Like doctor saying, “There’s a 40% chance this patient has flu” or “probability of sun rising tomorrow”. In this case, we can’t create copies of patient just to repeat experiments to come up with an answer or we can’t consider having infinitely-many universes to define the probability.

That’s where the Bayesian view comes in: it treats probability as degree of belief given what we know.

It is surprising to know that: Bayesian and Frequentist views actually share the same mathematical umbrella but disagree on what probability represents.
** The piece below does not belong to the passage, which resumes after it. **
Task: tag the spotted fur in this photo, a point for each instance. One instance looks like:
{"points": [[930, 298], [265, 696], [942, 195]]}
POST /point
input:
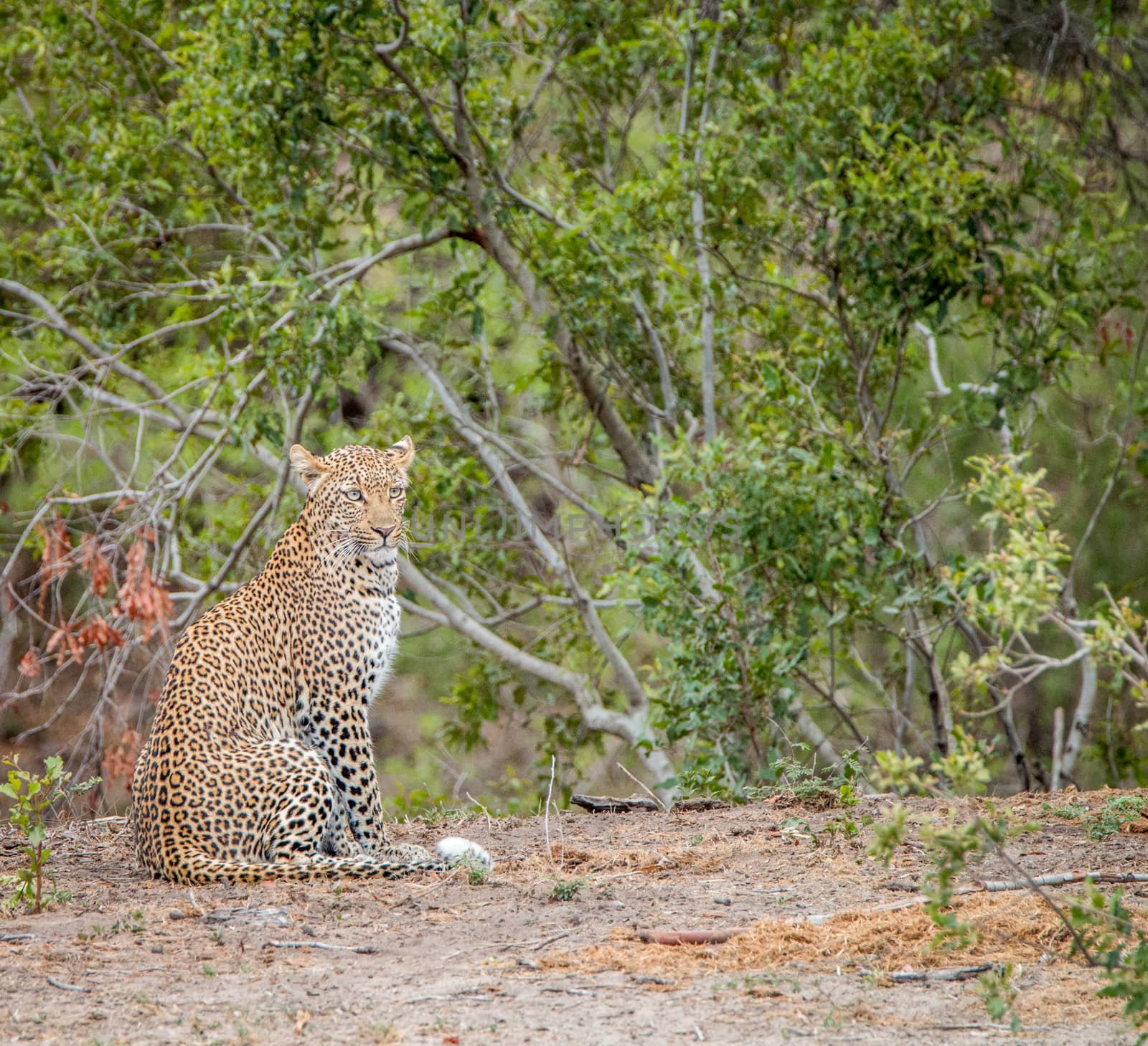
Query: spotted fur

If your brain is wondering why then read the quote below :)

Back in 1926, this British philosopher named Ramsey figured out that if you just want to reason about uncertainty in a way that makes sense - you end up having to use the same math whether you think “how often things happen” or “how sure you are about something”. The math doesn’t care about your philosophy!

Bayesian thinking comes in when frequentist is not applicable - like remember self-driving car wondering about shadows can’t just decide if it’s rock or puddle by creating infinite scenarios in head!

Here comes Bayesian way of Thinking

Think of it as: “an update equation”.

Suppose, if your friend always comes late then you have a clear answer that she might be late today (cause you already know she’s late always). BUT she texted you saying “On my way early today!” Now you updated your belief as you got the new evidence.

Bayes Theorem is basically your brain’s update rule.